I assume that we would have to take each one of the nodes down at a single time to do this. Is this even logical to do?

Or do we add a LUN and move everything over to that new LUN as is still maintaining the single IRIS.dat per namespace?

Thanks

Scott

Product version: IRIS 2022.1

$ZV: IRIS for UNIX (Red Hat Enterprise Linux 8 for x86-64) 2022.1.4 (Build 812_0_22913U) Thu Dec 7 2023 17:06:30 EST [HealthConnect:3.5.0-1.m1] [HealthConnect:3.5.0-1.m1]

Discussion (4)2

Log in or sign up to continue

Alexander Pettitt · Sep 3, 2024

If at the OS layer you used LVM and XFS you could just add a LUN to the volume group and grow the filesystems. This can be done with everything up.
The backup solution for me determines what a large file is. For me that is anything over 1 terabyte. We use External Backups.
Most backup solutions only have one process per file. This means fewer and larger IRIS.DATs will always be slower to backup and restore than more and smaller IRIS.DATs.
The growth pattern needs to be understood. If it is going to just grow forever it has to be broken apart and it will be easier while it is small.
In your place I would upgrade to the 2024 version and explore Multivolume Databases.
8K IRIS.DATs have a max size of 32 Tb though Intersystems is working on this.

1 0

David.Satorres6134 · Sep 3, 2024

Hi Scott,

Maybe you could can simply use mapping to split the globals from each namespace in different databases and have them in different disks. In my experience, this speeds up the system as reading from different disks at the same time avoids the problem on the max IO reached by the reader daemon. And you can even have different blocksizes that match better with the global structure.

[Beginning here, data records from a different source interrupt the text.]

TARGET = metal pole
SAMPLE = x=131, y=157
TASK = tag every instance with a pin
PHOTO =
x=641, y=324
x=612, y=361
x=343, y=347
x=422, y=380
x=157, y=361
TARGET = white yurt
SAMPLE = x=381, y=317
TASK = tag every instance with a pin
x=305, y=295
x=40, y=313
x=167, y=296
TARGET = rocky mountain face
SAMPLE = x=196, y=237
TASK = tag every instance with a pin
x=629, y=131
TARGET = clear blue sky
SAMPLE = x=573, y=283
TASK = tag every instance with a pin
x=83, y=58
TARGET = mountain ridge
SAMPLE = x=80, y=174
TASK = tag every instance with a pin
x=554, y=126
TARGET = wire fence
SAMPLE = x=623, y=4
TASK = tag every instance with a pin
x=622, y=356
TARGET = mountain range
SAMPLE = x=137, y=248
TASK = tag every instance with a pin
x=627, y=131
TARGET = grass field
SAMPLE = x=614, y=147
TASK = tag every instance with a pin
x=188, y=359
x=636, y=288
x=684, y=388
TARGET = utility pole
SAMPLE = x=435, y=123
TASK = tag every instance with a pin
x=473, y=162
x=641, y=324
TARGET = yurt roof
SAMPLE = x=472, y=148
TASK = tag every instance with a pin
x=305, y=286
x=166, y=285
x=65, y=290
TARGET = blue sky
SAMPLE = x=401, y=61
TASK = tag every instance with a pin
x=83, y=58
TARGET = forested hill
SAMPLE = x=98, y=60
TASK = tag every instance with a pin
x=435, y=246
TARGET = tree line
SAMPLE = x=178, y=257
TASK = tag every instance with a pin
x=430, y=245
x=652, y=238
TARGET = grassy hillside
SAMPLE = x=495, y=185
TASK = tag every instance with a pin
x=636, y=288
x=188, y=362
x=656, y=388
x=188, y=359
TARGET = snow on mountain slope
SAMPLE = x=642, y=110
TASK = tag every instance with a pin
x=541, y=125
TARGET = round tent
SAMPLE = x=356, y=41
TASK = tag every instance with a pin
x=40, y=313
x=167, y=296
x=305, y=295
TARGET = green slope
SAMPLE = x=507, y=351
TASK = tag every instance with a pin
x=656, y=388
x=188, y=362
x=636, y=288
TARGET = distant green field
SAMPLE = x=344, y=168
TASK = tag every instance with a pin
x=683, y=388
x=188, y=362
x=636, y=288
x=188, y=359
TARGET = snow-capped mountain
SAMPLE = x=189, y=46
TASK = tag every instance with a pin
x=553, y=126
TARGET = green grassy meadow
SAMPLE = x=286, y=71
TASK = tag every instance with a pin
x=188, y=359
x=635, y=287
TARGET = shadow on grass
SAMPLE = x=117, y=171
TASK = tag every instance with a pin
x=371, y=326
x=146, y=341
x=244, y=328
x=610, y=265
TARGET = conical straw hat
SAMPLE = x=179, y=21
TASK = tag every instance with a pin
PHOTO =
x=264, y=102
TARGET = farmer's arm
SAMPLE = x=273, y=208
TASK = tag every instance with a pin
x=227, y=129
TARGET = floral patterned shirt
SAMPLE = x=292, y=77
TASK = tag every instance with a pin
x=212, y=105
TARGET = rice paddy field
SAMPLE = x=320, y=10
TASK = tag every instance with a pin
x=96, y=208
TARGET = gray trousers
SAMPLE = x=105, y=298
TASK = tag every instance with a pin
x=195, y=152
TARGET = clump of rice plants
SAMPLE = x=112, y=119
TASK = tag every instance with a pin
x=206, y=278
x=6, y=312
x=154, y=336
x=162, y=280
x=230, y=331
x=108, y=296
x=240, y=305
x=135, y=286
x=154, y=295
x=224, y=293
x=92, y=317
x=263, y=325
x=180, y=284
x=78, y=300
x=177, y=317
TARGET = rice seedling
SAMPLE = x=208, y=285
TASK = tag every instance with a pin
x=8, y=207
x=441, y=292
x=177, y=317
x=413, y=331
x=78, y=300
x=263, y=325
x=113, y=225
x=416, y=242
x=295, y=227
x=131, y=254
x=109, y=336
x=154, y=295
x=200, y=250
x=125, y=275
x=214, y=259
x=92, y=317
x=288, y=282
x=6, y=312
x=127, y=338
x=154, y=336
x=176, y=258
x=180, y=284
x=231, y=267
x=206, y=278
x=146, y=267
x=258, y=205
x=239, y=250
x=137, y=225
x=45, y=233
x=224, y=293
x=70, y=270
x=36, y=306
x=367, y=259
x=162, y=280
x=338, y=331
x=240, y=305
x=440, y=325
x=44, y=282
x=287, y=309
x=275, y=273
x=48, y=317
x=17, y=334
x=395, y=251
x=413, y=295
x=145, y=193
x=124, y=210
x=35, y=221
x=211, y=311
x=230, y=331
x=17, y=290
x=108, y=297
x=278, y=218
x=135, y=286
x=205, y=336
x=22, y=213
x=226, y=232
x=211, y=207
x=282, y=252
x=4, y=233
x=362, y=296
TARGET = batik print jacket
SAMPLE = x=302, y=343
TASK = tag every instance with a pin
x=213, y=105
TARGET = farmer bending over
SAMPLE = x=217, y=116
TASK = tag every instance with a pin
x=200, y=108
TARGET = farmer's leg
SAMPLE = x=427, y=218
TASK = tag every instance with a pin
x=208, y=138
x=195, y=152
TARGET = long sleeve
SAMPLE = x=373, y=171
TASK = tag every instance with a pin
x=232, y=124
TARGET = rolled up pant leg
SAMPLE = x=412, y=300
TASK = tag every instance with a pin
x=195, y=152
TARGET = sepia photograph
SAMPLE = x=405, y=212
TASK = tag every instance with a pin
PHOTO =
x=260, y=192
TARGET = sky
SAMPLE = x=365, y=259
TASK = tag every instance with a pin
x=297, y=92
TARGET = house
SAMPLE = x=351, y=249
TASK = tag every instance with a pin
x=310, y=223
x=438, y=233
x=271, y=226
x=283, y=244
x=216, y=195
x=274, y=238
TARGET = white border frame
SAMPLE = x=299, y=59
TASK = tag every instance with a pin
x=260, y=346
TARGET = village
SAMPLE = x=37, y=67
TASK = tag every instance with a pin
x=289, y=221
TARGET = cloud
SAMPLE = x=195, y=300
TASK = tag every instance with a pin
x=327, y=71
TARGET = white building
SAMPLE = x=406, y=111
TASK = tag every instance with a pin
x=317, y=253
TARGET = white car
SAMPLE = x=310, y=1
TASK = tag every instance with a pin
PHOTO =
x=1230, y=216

Splitting routines and globals might sound nice, but you'll end up with a very small one (routines) and a massive one (the data).

0 0

Yaron Munz · Sep 3, 2024

Hi Scott,

My remarks:

As mentioned here:

1. As already mentioned by @David.Satorres6134, global mapping for specific globals (or subscript level mapping) to different databases (located on different disks) may give you a solution for space, and also increase your overall performance.
2. Using ^GBLOCKCOPY is a good idea when there are many small globals. For a very big globals, it will be very slow (since it uses 1 process/global) so I recommend writing your own code + using the "queue manager" to do merges between databases for 1 global in parallel.

1 0

score 0 · Answer 1 · 2024-09-02T23:06:09-04:00

Hi Scott,

my first thought here was use ^GBLOCKCOPY.

GBLOCKCOPY can copy all globals from one database into a new database or namespace.

So in your case create a new namespace with the correct mappings and new default databases. then use ^GBLOCKCOPY to copy all globals into this namespace. The copy to namespace follows the mapping definition for the namespace and should split Global(data) and Routine(also in globals) into the respective default databases.
This new databases can also created mirrored and then would be populated on all nodes respectively.

A caveat though i would test this first as i am a bit unsure if it really gets all globals located in a database(including system), although i am pretty sure it does.